The current hash-table
pattern for match
is problematic. It is buggy and inefficient. We would like to deprecate the hash-table
pattern and create a new pattern that does a better job.
A preliminary discussion is in match: fix hash-table pattern and its doc, add more optimizations by sorawee · Pull Request #4532 · racket/racket · GitHub. I will summarize viewpoints from the discussion in each section to show possible design spaces.
Naming
Everyone seems to agree on the name hash
. One downside of hash
is that the hash
constructor constructs only immutable hash tables, but the hash
pattern should be able to destruct mutable hash tables. However, there doesn't seem to be a good alternative name.
General syntax
Should key and value be grouped together?

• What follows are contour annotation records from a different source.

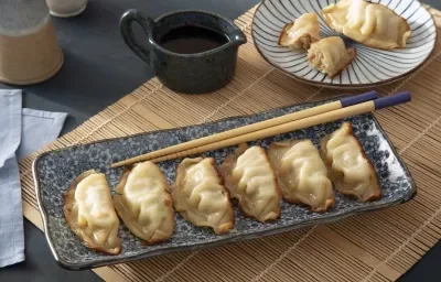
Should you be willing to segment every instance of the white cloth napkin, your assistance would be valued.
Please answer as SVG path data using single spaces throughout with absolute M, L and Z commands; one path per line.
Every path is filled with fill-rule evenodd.
M 0 268 L 24 260 L 18 160 L 55 140 L 66 117 L 22 109 L 21 90 L 0 89 Z

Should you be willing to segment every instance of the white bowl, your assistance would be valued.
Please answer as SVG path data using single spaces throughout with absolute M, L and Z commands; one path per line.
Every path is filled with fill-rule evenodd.
M 334 78 L 311 68 L 305 52 L 278 45 L 284 24 L 303 13 L 316 13 L 322 37 L 336 36 L 324 22 L 321 10 L 336 0 L 263 0 L 252 20 L 252 37 L 257 50 L 275 67 L 304 83 L 322 87 L 365 88 L 396 82 L 418 69 L 434 51 L 437 26 L 429 11 L 417 0 L 368 1 L 387 6 L 405 18 L 412 31 L 406 48 L 376 50 L 349 41 L 357 52 L 352 64 Z

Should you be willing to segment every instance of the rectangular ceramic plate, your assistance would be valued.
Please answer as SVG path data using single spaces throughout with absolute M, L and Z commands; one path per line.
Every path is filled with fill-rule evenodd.
M 96 143 L 76 145 L 41 154 L 33 164 L 33 174 L 45 235 L 55 260 L 62 267 L 73 270 L 121 263 L 173 251 L 195 250 L 283 232 L 308 225 L 329 223 L 366 210 L 390 207 L 413 197 L 416 194 L 413 181 L 399 155 L 394 150 L 392 144 L 373 115 L 362 115 L 346 120 L 352 122 L 355 134 L 358 137 L 367 156 L 373 161 L 377 171 L 384 192 L 384 196 L 377 202 L 359 203 L 354 198 L 336 193 L 335 206 L 324 214 L 311 213 L 303 206 L 282 202 L 281 218 L 268 224 L 260 224 L 254 219 L 244 218 L 237 210 L 237 207 L 235 207 L 235 229 L 230 234 L 222 236 L 214 235 L 207 228 L 194 227 L 183 220 L 176 213 L 176 227 L 173 236 L 168 242 L 155 246 L 142 245 L 141 240 L 131 235 L 121 221 L 119 237 L 122 240 L 122 251 L 118 256 L 89 251 L 66 225 L 63 216 L 63 195 L 74 178 L 84 171 L 95 169 L 105 173 L 111 189 L 114 189 L 122 169 L 110 169 L 110 162 L 120 161 L 239 126 L 270 119 L 315 105 L 297 105 L 261 112 L 256 116 L 235 117 L 213 123 L 103 140 Z M 272 141 L 277 140 L 309 138 L 315 145 L 319 145 L 320 139 L 336 130 L 341 123 L 342 121 L 320 124 L 252 143 L 268 148 Z M 232 152 L 233 149 L 226 148 L 207 152 L 204 156 L 214 158 L 217 165 L 220 165 L 226 154 Z M 180 160 L 175 160 L 159 164 L 170 184 L 174 181 L 175 169 L 179 162 Z

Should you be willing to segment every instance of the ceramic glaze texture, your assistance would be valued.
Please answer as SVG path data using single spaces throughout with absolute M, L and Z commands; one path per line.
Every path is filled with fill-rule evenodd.
M 148 22 L 148 48 L 137 43 L 131 21 Z M 204 26 L 225 34 L 229 41 L 216 48 L 194 54 L 178 54 L 159 45 L 162 35 L 185 26 Z M 203 11 L 178 11 L 160 17 L 154 22 L 136 10 L 121 18 L 121 33 L 132 51 L 155 72 L 161 83 L 170 89 L 185 94 L 211 93 L 227 85 L 236 72 L 239 45 L 246 43 L 245 34 L 232 21 Z
M 416 70 L 433 52 L 437 26 L 432 15 L 417 0 L 373 0 L 405 18 L 411 35 L 406 48 L 376 50 L 354 42 L 332 30 L 323 20 L 321 10 L 337 0 L 265 0 L 252 20 L 252 37 L 257 50 L 273 66 L 302 82 L 324 87 L 369 87 L 391 83 Z M 279 46 L 278 40 L 284 24 L 303 13 L 316 13 L 322 37 L 342 36 L 346 46 L 354 46 L 355 59 L 340 75 L 327 77 L 308 64 L 302 51 Z
M 215 246 L 228 241 L 277 234 L 310 224 L 335 220 L 363 210 L 388 207 L 406 202 L 415 195 L 416 191 L 411 176 L 399 156 L 395 153 L 379 124 L 372 115 L 363 115 L 349 118 L 347 121 L 351 121 L 354 126 L 355 134 L 361 140 L 367 156 L 375 165 L 384 192 L 384 196 L 380 200 L 359 203 L 354 198 L 344 197 L 336 193 L 335 206 L 324 214 L 311 213 L 304 206 L 281 202 L 281 218 L 267 224 L 260 224 L 251 218 L 245 218 L 238 212 L 236 205 L 236 225 L 234 231 L 222 236 L 216 236 L 207 228 L 194 227 L 175 213 L 176 226 L 174 234 L 168 242 L 154 246 L 142 245 L 141 240 L 130 234 L 121 221 L 119 237 L 122 240 L 122 251 L 115 257 L 88 250 L 66 225 L 63 216 L 63 195 L 68 189 L 74 178 L 84 171 L 95 169 L 98 172 L 105 173 L 111 189 L 114 189 L 119 182 L 123 169 L 110 169 L 109 164 L 111 162 L 213 134 L 214 132 L 220 132 L 298 111 L 314 105 L 315 104 L 292 106 L 251 117 L 230 118 L 214 123 L 143 133 L 129 138 L 67 148 L 43 154 L 34 163 L 34 177 L 36 177 L 39 183 L 36 187 L 39 202 L 45 214 L 44 223 L 47 228 L 46 237 L 58 262 L 66 268 L 80 269 L 119 263 L 130 259 L 147 258 L 170 251 Z M 273 141 L 309 138 L 315 145 L 319 145 L 321 138 L 333 132 L 340 126 L 341 121 L 320 124 L 259 140 L 249 144 L 257 144 L 267 149 Z M 233 152 L 234 149 L 235 148 L 226 148 L 207 152 L 203 154 L 203 156 L 214 158 L 217 165 L 220 165 L 225 156 Z M 180 161 L 181 160 L 174 160 L 159 163 L 169 184 L 174 182 L 175 170 Z

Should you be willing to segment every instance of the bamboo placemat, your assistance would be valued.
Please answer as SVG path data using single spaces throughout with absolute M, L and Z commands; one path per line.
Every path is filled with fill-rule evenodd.
M 304 85 L 266 63 L 252 45 L 251 9 L 236 23 L 248 43 L 237 75 L 207 95 L 178 95 L 153 78 L 20 163 L 23 210 L 42 228 L 31 164 L 47 150 L 325 99 L 337 90 Z M 435 13 L 435 12 L 433 12 Z M 95 269 L 108 281 L 394 281 L 441 237 L 441 44 L 410 77 L 376 90 L 412 102 L 375 113 L 411 171 L 418 195 L 408 204 L 250 241 Z M 359 91 L 353 91 L 356 94 Z

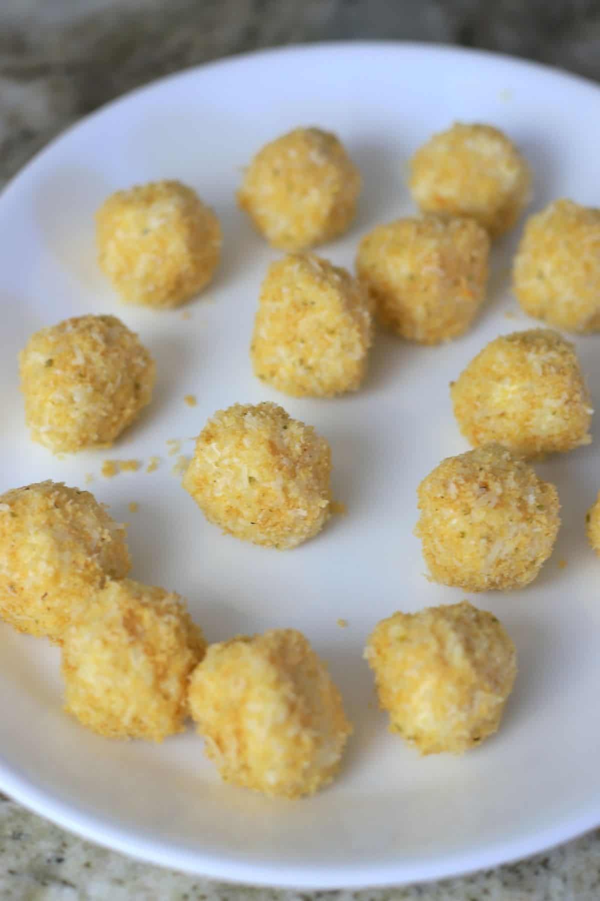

One reason why we should not group key and value together is to make the pattern resemble the constructor. The hash
function is used like this:
(hash key-1 val-1 key-2 val-2)
So perhaps the hash
pattern should do the same.
On the other hand, one reason why we should group key and value together is to make it clearer to readers. I personally really don't like reading.
(hash 'abc 'def' 'ghi 'jkl 'mno 'pqr 'stu 'vwu)
Is 'mno
a key or a value? To answer that I need to start parsing from 'abc
. On the other hand, with grouping, I can immediately tell that 'mno
is a key.
(hash ['abc 'def'] ['ghi 'jkl] ['mno 'pqr] ['stu 'vwu])
A counterargument is that one can use newline as a way to group already, which IIUC is the "Clojure style".
(hash 'abc 'def'
'ghi 'jkl
'mno 'pqr
'stu 'vwu)
A counter-counterargument is that it is unnecessarily verbose, and the "Racket style" tends to group things explicitly.
One more datapoint is that the current hash-table
pattern does group key and value together.
Currently, @samth advocates for no grouping, while I (@sorawee) advocates for grouping.
Features
Full and partial matching
A full matching requires that there is no keys besides those listed in the pattern. A partial matching allows extra keys.
For example:
(match (hash 1 2 3 4)
[(hash [1 a]) a]
[_ 'none])
would return 'none
under the full matching semantics, and 2
under the partial matching semantics.
The question that I want to ask here is about what could be supported. There are three choices.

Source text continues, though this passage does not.